Abondance ne nuit pas ? C’est ce qu’il faut espérer si l’on en juge par le caractère très prolifique de l’actualité du jazz ces derniers mois. Dans un marché du disque en crise, la production de nouveautés n’a jamais été aussi importante. Il vous suffira de jeter un œil au sommaire des DNJ pour vous rendre compte du nombre de CDs que nous avons sélectionné ce mois-ci. Productions labellisées ou autoproductions ne désemplissent pas. Idem pour le livre de jazz. Comme chaque année l’excellent festival de Jazz à Saint-Germain-des-Prés (Esprit jazz) ouvre le bal de la saison festivalière avec un programme de grande qualité. Et lorsque l’on regarde la programmation qui nous attend cet été un peu partout en France elle est, sur le papier totalement bluffante avec son lot de stars américaines et de surprises étonnantes. Tiens, pas plus tard que ce soir la rencontre inédite de Bojan Z avec Petra Magoni en hommage au double blanc des Beatles promet de nous éblouir. Pas mal non ?
Sur les ondes aussi, le jazz est en forme. Tenez, France Musique par exemple qui, Samedi 17 mai se donne exceptionnellement le temps de programmer une nuit entière (de 23h à 7 h du matin !) consacrée à Chet Baker sous la houlette de Alex Dutilh, Philippe Carles et Franck Medioni. Assez exceptionnel pour avaler ses douze cafés et rester éveiller toute la nuit.
Oui visiblement le jazz se porte bien ces temps –ci.
Quant à la nouvelle génération du jazz, elle est plus talentueuse que jamais. Ceux qui ont eu la chance d’assister récemment à des tremplins de jeunes talents, ne manquent pas d’être sidérés par le niveau exceptionnel de ces jeunes issus de l’école de Didier Lockwood, du CNSM ou d’ailleurs et qui à 20 ans à peine possèdent déjà toute l’histoire du jazz au bout de leurs doigts de musiciens déjà plus en herbe.
Alors quoi, tout serait bien dans le meilleur des mondes du jazz ? Le jazz serait-il donc plus vivant que jamais et nous n’aurions que des raisons de nous réjouir ? Pas si sûr car cette abondance de talents et donc de productions nouvelles crée inévitablement un effet de goulet d’étranglement sur le marché pourtant bien étroit et bien encombré du jazz. Et qu’y aurait-il de pire pour le jazz en particulier et la musique en général qu’une banalisation du talent ? Comment alors naviguer et avec quelles balises ?

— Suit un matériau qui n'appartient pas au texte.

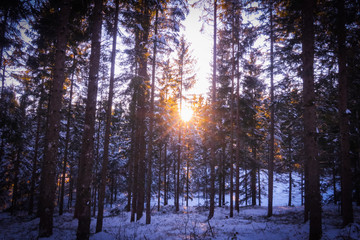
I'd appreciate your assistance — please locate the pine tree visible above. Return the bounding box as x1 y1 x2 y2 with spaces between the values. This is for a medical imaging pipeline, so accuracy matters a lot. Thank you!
96 0 120 232
76 0 103 238
38 0 72 237
301 0 322 238
337 0 353 226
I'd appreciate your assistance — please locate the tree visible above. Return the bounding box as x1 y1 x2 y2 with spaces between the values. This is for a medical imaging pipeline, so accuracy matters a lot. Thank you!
173 36 196 212
208 0 217 220
96 0 120 232
76 0 103 238
337 0 353 226
146 4 158 225
267 0 275 218
38 0 72 237
301 0 322 238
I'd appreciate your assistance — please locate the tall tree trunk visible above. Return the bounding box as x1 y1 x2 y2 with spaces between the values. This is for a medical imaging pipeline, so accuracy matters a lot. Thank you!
235 69 240 212
218 144 224 207
288 171 292 206
258 168 261 206
251 148 257 206
229 12 235 215
146 7 158 224
301 170 304 206
59 68 75 216
127 149 133 212
29 78 45 215
301 0 322 238
267 0 275 217
11 150 20 214
135 3 150 221
128 95 136 216
38 0 71 237
176 122 182 212
186 135 190 208
164 142 168 206
76 0 103 238
68 161 74 209
337 0 353 227
96 0 119 232
158 145 162 211
176 38 184 213
208 0 217 220
91 99 102 218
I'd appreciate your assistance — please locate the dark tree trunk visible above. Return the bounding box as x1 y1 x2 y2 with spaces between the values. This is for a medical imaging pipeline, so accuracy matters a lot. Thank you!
301 170 304 206
301 0 322 238
38 0 71 237
176 124 182 212
76 0 103 238
235 71 240 212
164 142 168 206
218 144 224 207
59 69 74 216
267 0 275 218
229 9 235 216
288 171 292 207
158 145 162 211
12 87 30 206
208 0 217 220
146 7 158 224
258 168 261 206
134 3 150 221
68 160 74 209
96 0 119 232
29 79 45 215
245 168 248 206
337 0 353 227
186 140 190 208
11 151 20 214
92 104 102 218
251 148 257 206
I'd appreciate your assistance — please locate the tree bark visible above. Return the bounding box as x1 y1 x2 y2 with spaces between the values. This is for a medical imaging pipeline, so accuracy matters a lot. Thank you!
59 66 75 216
251 148 257 206
164 142 168 206
208 0 217 220
134 3 150 221
229 9 235 216
38 0 71 237
337 0 353 226
301 0 322 238
28 78 45 215
235 68 240 212
76 0 103 238
267 0 275 217
96 0 119 232
146 7 158 224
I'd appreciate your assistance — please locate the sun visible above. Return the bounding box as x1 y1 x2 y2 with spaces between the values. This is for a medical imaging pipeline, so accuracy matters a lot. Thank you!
180 106 193 122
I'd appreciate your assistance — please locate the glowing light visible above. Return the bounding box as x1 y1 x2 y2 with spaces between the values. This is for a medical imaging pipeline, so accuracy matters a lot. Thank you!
180 106 193 122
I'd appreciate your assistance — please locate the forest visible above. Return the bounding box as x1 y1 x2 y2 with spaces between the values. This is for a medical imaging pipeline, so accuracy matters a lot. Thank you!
0 0 360 239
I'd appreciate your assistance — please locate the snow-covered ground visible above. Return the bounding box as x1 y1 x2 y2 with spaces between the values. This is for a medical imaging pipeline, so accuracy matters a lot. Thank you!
0 204 359 240
0 172 359 240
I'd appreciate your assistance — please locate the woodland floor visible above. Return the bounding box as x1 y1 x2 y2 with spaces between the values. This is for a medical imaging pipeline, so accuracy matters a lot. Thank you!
0 203 359 240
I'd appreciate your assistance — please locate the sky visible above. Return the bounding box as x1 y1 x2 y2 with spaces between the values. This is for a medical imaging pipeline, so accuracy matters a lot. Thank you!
181 4 213 98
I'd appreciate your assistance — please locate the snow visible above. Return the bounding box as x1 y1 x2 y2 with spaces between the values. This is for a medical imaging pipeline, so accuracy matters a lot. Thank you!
1 204 359 240
1 173 359 239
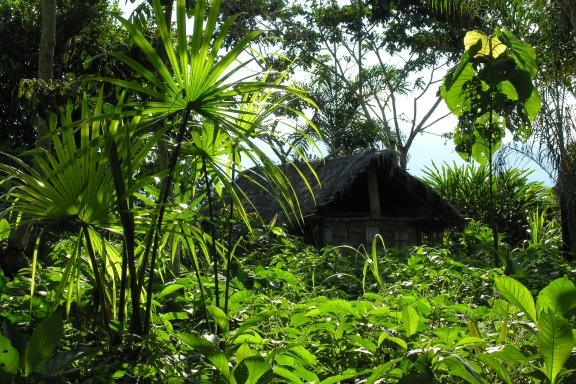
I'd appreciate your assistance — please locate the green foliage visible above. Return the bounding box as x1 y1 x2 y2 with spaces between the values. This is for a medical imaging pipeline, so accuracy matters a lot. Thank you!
422 161 553 246
0 0 124 154
0 311 64 380
441 29 541 163
0 220 10 242
0 335 19 375
1 225 575 382
495 276 576 383
0 1 574 383
24 311 63 376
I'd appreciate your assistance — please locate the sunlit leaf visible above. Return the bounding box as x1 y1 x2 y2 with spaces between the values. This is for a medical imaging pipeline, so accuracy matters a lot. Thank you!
207 305 229 333
537 311 573 383
402 306 419 337
464 31 506 58
497 30 537 75
0 335 19 375
495 276 536 323
0 219 10 241
536 276 576 318
176 332 230 380
232 355 272 384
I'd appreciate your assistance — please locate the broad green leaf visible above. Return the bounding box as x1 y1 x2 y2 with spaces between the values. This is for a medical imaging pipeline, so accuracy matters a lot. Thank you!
207 305 229 333
0 219 10 241
234 310 281 337
495 276 536 323
293 364 319 383
24 311 63 375
378 332 408 350
537 311 573 383
499 302 510 344
505 68 533 101
365 358 404 384
233 332 263 345
319 370 361 384
176 333 230 380
484 345 529 362
350 335 377 354
0 334 19 374
537 276 576 317
402 306 419 337
232 355 272 384
441 63 476 117
454 337 486 348
497 30 537 75
236 343 253 365
523 88 542 122
468 320 481 338
154 283 185 299
273 366 304 384
441 354 486 384
162 312 189 321
289 346 316 367
498 80 519 101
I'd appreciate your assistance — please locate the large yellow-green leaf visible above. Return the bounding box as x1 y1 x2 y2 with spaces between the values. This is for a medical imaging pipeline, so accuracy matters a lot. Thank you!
537 311 573 383
0 334 19 375
207 305 229 333
464 31 506 58
495 276 536 323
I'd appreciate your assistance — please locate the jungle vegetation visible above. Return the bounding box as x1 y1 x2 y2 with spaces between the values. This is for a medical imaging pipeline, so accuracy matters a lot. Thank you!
0 0 576 382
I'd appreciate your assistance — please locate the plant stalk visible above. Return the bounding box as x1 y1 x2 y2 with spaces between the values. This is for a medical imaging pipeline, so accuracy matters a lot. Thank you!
143 103 194 334
202 156 220 309
224 153 237 316
82 225 111 329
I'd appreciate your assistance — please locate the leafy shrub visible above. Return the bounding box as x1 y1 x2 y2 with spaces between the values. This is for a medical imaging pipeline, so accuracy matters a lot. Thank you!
422 162 553 247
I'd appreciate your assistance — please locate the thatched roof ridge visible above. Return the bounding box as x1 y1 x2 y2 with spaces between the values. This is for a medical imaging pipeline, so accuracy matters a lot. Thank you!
236 150 464 229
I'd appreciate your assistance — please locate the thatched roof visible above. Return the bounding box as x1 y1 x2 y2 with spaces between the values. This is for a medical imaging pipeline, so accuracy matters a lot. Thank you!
236 150 464 230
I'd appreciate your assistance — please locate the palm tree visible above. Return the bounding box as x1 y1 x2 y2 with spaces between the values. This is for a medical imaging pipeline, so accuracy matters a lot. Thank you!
1 0 316 337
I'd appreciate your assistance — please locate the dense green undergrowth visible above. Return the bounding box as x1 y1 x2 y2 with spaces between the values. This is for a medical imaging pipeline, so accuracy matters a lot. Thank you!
0 0 574 382
1 222 575 383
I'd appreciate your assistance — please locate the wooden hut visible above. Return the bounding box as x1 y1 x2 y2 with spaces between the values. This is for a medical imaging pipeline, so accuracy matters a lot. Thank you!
236 150 464 248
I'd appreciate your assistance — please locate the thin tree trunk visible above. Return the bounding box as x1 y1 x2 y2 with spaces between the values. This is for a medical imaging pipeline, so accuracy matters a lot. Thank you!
558 169 576 261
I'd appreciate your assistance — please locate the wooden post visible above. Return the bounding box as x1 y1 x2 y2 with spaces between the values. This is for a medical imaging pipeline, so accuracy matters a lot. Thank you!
367 168 381 218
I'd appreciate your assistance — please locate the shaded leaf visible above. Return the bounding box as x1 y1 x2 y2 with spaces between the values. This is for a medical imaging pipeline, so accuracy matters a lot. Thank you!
24 311 63 375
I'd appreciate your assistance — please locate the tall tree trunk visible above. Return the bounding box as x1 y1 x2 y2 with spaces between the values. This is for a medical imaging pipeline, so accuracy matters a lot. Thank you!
1 0 57 277
36 0 56 150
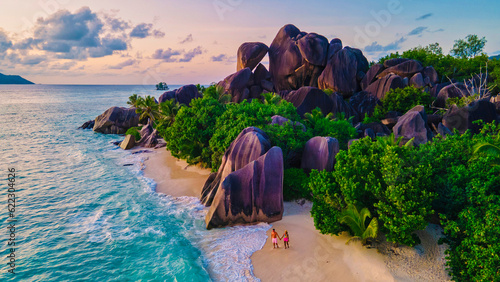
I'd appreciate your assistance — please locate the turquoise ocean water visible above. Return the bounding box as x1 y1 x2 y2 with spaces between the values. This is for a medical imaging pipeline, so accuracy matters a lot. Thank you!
0 85 269 281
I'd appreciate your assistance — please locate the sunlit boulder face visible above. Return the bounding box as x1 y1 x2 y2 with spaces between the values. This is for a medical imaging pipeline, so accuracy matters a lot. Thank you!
158 84 201 106
217 67 253 103
269 24 329 91
93 106 140 134
205 146 284 229
237 42 269 71
200 127 271 207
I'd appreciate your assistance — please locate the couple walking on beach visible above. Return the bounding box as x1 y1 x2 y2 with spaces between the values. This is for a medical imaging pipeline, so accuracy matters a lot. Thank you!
271 229 290 249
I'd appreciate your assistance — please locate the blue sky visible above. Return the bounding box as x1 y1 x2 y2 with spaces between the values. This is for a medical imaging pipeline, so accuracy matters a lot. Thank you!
0 0 499 84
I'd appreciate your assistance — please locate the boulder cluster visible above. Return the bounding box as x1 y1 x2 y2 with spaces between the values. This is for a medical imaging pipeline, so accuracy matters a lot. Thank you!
82 24 500 229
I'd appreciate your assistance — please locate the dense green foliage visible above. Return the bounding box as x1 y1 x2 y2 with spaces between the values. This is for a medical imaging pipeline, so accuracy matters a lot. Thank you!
263 122 312 168
377 42 499 91
309 122 500 280
310 170 345 235
125 127 141 141
368 86 434 121
164 96 225 166
283 168 311 201
209 98 299 169
303 109 357 150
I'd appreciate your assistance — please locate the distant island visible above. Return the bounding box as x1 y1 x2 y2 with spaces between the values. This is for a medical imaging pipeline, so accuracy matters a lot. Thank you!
0 73 34 84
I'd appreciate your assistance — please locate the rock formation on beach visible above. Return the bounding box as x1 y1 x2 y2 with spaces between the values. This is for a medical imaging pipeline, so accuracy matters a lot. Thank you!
93 106 140 134
159 84 201 105
201 127 271 206
205 146 284 229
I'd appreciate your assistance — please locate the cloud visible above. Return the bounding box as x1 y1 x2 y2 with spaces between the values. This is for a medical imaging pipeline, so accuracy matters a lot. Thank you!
153 30 165 38
20 6 128 60
130 23 164 39
130 23 153 38
12 38 40 50
211 54 227 62
34 7 103 45
0 29 13 52
416 13 433 21
103 14 130 32
152 48 182 62
50 61 77 70
108 59 136 69
408 26 428 37
22 55 45 65
180 34 193 44
179 46 203 62
364 37 406 53
88 37 128 58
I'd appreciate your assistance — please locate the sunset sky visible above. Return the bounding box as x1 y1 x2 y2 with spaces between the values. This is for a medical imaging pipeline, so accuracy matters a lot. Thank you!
0 0 499 85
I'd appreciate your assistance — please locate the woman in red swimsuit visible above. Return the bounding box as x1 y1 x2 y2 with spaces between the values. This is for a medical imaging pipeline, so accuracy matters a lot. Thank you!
280 230 290 249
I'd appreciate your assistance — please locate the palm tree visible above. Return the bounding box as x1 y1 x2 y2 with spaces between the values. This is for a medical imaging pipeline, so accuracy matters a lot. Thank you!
127 94 139 108
261 92 282 105
303 108 333 125
339 203 379 245
135 95 160 125
473 140 500 168
158 99 181 127
205 85 231 104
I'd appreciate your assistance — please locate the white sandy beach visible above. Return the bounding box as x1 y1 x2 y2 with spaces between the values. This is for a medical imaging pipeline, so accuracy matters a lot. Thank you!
142 147 451 282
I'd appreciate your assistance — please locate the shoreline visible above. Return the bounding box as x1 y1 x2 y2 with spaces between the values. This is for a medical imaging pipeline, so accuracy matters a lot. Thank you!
141 147 450 282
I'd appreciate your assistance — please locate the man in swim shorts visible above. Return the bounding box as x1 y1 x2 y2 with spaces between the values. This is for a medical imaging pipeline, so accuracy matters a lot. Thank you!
271 229 279 249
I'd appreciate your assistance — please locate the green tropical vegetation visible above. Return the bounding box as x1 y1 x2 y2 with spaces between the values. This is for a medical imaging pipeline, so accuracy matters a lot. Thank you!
120 34 500 279
377 34 500 92
125 126 141 141
339 203 379 245
366 86 434 122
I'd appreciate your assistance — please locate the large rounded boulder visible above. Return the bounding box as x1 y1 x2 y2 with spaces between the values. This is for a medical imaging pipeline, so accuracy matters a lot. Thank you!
93 106 140 134
237 42 269 71
393 105 433 145
318 47 369 97
284 86 333 117
205 146 284 229
365 73 405 100
301 137 340 173
443 99 497 134
201 127 271 206
217 68 253 103
377 60 423 79
434 83 468 108
158 84 201 106
269 25 330 91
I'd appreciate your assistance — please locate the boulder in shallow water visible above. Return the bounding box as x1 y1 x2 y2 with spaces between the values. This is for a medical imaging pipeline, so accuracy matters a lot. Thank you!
120 135 136 150
78 120 95 129
205 146 284 229
93 106 140 134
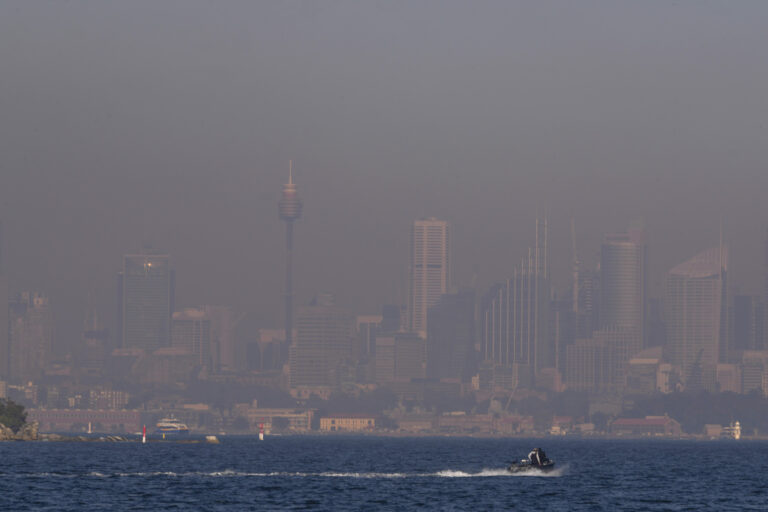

Il est alors urgent et nécessaire d’entendre la voix des vieux doctes qui, avec l’âge deviennent d’ailleurs plus jeunes et plus mutins que réellement sages, pour nous donner encore et toujours quelques repères essentiels. Martial Solal qui, pour les DNJ s’est confié à l’oreille attentive de Bruno Pfeiffer en est un, assurément. Car Solal a ce recul nécessaire et cette distance indispensable qui lui permet aujourd’hui à, plus de 81 ans, de revenir sur le devant de la scène plus libéré que jamais. Avec cette distance qu’il est urgent d’entendre. Indispensable pour tous ceux qui voudraient survivre dans cet océan de nouveaux talents. L’entendre enfin aujourd’hui est vital pour quiconque cherche à se donner des grilles de lecture du jazz actuel.